Oireachtas Joint and Select Committees

Thursday, 18 January 2018

Joint Oireachtas Committee on Future of Mental Health Care

Community Health Care Organisations: Discussion

10:00 am

Photo of Pat BuckleyPat Buckley (Cork East, Sinn Fein) | Oireachtas source

I thank the witnesses for coming here today. I will try to be brief as possible as I have a lot to include in a couple of minutes. Listening to the presentations today, the two things that really get to me, and I do not envy the witnesses' job, which is an extremely difficult and challenging one, are CAMHS and teams. A soccer team has 11 players while a rugby team has 15. It goes on and on. We have listened to many presentations today and we have buckets that are half empty. We have buckets with no assets but we all have buckets. I have 11 or 15 buckets on my team. Can we get the breakdown in each CHO of how many CAMHS teams are actually there, how many are fully staffed, how many are understaffed and, more importantly, how many are overstaffed? There does not seem to be an over-emphasis on a common sense approach. We listened to one presentation from witnesses from CHO 3 or CHO 2 which said that one team is 118%. These are percentages. We want to talk about people and staffing, that is, psychotherapists, psychologists, etc. Why is there no common sense approach? If there are three people on a team that is overstaffed and another team is understaffed by two while another is short one person in the same CHO area, why can we not move people around? Is it down to contractual issues? Why are we over staffing some areas while we are told we cannot fill other areas?

The second issue that leaves me feeling really aggrieved is retention. We are talking about recruitment. The HSE seems to be very good hiring agency staff to fill the deficit and can afford to pay the agency staff more money than its own staff to fill the gaps. To me, this is criminal when it comes to wasting funds. Why can we not sit down with the unions and hash this out? I can understand on the consultancy side of it that it may be not a shortage internationally but probably the fact that we are so weak on recruitment because of the wages structure. My next point, which I have flagged with the Minister, goes back to teams. I will use Cork and Kerry as examples. If we need nine teams in Kerry and ten in Cork, why can we not fully staff them and show that it works? I know somebody has to lose out. I am just using them as examples. By fully staffing them, we will cut down on the stress within the system because everybody, even the nurses, are stressed. I have spoken to nurses who have left work crying. Surely we can harmonise the system where those who work in the system will stay in their jobs. Everything in these areas seems to be either half empty or half full so there is no harmony in any of these areas. They seem to be totally broken. Many questions arise. What is the level of decision-making in each area with regard to budgeting and even thinking outside the box? Have they the power to do that?

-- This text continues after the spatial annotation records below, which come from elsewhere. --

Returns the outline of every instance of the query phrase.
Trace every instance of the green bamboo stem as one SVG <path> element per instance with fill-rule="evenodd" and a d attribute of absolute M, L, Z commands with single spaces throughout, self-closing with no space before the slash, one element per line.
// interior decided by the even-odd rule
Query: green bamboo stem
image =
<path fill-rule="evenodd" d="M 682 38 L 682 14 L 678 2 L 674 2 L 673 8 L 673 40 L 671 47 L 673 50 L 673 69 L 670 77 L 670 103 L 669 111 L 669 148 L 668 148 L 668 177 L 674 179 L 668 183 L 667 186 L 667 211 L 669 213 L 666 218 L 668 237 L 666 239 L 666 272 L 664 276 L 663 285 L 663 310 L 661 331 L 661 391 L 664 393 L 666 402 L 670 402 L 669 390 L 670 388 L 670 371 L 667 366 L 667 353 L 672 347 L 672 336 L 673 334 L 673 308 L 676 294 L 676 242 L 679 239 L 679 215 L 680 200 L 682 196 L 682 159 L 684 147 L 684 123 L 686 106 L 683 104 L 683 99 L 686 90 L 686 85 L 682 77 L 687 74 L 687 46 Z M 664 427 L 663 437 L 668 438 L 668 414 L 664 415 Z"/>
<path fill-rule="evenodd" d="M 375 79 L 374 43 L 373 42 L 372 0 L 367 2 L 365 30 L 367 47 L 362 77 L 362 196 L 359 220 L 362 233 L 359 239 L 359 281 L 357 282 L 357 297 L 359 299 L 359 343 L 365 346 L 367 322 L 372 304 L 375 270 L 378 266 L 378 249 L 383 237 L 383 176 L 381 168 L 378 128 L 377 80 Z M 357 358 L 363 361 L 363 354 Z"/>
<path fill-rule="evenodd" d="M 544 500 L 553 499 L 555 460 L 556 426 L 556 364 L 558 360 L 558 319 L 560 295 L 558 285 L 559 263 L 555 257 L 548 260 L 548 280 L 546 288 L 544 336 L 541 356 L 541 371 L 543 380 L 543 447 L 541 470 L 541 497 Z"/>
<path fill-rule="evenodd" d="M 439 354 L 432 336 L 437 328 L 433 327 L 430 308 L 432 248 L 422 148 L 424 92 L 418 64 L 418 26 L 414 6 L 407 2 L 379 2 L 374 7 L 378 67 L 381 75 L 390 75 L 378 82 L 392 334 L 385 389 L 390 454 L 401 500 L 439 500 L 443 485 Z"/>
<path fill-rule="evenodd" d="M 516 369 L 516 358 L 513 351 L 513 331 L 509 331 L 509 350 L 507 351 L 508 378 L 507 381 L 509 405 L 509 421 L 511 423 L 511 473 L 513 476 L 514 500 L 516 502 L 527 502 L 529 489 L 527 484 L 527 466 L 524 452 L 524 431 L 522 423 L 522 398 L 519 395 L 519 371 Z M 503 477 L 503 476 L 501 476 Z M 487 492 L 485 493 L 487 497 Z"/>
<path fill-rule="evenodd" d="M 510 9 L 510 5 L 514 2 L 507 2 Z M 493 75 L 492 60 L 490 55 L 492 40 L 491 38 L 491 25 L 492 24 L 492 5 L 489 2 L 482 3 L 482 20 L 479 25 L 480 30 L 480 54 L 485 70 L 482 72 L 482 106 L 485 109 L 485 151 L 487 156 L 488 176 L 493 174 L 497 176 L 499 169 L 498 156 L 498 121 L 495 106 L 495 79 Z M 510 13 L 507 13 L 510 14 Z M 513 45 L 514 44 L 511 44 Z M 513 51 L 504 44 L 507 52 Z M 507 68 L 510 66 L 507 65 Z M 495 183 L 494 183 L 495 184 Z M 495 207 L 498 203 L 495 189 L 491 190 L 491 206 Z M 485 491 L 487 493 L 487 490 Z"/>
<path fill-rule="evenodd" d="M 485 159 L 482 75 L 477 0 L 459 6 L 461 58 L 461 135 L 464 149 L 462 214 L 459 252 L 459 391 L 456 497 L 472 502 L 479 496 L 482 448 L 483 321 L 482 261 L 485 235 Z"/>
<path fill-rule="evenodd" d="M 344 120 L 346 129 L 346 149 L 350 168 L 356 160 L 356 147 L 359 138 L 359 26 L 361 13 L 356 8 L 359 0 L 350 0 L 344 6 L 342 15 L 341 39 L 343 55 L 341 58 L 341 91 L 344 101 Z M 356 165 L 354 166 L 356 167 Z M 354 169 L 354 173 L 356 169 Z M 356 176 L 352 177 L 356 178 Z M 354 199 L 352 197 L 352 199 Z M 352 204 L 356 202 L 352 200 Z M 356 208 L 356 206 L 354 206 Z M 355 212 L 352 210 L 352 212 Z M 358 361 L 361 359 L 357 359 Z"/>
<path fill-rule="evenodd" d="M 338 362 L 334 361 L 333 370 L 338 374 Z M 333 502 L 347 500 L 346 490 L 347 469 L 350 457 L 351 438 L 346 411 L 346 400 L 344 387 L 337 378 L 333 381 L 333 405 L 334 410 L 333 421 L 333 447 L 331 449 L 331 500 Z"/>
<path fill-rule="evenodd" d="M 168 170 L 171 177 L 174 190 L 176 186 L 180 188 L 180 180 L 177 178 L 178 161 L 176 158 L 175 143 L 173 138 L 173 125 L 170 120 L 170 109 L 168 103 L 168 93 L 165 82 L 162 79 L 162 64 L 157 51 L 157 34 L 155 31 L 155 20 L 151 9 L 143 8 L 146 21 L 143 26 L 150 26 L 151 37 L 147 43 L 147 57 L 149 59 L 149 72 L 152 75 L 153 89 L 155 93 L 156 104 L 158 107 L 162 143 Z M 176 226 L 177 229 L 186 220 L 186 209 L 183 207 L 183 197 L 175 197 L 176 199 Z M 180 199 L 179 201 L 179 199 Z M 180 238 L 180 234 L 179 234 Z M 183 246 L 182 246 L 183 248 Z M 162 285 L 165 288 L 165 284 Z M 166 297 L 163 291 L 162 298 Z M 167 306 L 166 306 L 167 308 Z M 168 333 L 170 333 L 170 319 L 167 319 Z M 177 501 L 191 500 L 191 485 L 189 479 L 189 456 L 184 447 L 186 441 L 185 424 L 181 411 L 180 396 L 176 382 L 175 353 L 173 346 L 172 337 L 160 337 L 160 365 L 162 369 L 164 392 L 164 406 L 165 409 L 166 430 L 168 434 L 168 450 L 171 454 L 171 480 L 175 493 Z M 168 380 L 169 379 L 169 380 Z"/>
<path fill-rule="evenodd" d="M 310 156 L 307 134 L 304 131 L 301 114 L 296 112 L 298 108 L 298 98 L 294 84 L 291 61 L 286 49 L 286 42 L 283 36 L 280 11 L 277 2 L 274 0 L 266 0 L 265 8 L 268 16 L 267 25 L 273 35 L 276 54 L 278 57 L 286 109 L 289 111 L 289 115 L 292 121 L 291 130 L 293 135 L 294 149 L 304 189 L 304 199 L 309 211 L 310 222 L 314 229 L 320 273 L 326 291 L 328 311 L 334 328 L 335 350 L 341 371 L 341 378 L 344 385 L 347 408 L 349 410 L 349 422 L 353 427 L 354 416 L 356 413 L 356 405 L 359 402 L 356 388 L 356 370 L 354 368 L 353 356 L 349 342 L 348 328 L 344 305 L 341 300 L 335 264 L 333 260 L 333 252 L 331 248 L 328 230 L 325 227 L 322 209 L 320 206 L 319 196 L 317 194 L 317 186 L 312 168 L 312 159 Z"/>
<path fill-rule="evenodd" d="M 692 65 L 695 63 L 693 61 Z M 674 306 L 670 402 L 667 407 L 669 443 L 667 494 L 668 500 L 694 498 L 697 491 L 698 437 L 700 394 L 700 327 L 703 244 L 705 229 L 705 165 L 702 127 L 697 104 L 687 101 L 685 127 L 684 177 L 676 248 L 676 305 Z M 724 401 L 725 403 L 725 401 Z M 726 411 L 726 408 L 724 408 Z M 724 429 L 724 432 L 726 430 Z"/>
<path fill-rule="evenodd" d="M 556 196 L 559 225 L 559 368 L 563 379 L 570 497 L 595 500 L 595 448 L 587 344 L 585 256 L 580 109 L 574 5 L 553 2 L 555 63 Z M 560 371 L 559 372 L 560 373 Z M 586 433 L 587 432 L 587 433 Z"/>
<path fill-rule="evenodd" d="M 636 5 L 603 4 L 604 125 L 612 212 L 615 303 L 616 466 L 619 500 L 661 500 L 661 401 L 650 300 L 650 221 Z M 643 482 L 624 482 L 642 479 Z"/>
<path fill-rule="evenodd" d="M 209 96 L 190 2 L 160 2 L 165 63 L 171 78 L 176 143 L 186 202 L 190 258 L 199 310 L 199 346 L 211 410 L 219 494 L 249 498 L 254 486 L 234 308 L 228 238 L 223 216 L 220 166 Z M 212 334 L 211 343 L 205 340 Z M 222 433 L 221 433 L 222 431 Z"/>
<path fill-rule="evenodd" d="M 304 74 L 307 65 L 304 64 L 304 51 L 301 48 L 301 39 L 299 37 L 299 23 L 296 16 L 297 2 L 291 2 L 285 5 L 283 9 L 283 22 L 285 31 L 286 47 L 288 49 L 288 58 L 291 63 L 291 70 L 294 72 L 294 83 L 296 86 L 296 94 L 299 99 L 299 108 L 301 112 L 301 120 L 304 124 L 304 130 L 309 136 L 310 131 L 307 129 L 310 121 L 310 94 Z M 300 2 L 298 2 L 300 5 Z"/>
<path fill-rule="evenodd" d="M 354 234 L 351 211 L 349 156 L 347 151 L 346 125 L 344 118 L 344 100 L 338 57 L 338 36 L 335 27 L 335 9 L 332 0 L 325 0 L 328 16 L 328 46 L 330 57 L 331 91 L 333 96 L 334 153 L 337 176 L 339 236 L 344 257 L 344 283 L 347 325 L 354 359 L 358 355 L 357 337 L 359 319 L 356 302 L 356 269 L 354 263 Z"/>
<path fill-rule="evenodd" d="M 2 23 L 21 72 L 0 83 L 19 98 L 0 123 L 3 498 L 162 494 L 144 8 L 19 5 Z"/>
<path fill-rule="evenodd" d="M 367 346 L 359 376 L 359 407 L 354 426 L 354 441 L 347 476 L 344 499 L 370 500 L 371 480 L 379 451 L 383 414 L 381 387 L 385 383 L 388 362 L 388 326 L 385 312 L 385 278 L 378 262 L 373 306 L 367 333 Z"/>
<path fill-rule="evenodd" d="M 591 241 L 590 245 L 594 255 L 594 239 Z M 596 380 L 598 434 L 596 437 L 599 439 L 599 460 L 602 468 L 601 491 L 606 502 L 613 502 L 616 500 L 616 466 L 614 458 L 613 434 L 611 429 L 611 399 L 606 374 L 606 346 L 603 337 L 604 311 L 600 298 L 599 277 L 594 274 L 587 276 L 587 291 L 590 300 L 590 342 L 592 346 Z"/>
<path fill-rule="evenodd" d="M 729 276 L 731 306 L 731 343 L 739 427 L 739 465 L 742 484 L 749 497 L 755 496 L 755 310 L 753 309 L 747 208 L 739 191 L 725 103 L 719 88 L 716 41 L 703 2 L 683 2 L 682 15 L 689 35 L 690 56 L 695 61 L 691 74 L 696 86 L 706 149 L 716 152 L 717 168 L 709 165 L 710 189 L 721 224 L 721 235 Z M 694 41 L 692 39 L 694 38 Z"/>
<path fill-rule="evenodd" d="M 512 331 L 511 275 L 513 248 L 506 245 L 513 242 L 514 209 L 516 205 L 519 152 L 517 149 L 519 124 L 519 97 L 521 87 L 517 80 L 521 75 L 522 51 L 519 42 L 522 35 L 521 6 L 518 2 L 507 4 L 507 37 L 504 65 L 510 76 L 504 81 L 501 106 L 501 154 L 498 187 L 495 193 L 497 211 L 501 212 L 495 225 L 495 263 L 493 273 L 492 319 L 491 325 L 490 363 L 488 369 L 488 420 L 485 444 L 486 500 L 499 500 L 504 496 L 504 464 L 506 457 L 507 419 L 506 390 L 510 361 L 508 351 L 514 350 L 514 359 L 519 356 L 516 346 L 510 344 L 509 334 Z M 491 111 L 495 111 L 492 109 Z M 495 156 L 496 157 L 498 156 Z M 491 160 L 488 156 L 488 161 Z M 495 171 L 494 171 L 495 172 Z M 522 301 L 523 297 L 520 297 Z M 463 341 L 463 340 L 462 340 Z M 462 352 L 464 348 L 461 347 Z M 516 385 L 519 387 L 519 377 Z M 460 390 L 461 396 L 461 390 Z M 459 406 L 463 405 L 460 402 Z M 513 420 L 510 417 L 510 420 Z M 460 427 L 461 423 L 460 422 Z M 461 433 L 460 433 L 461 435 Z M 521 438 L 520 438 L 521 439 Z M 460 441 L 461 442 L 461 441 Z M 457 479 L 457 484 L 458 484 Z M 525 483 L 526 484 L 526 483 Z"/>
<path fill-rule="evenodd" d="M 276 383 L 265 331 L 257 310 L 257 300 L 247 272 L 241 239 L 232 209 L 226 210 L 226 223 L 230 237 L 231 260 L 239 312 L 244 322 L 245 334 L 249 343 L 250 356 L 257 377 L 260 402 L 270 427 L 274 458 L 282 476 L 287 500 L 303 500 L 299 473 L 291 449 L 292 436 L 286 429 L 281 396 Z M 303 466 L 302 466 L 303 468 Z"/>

Has anyone in any CHO area told the Minister "I'm short two to fill a full complement of a team and I think this will work"? Can the witnesses do that? These are hard questions. This committee is here to drive this on and assist them. Have any community mental health youth leaders been appointed in any CHO because there are major issues coming down the road with cyberbullying? This is another thing that will come up over the next couple of years so let us nip it in the bud.

I am conscious of time. How much longer do I have?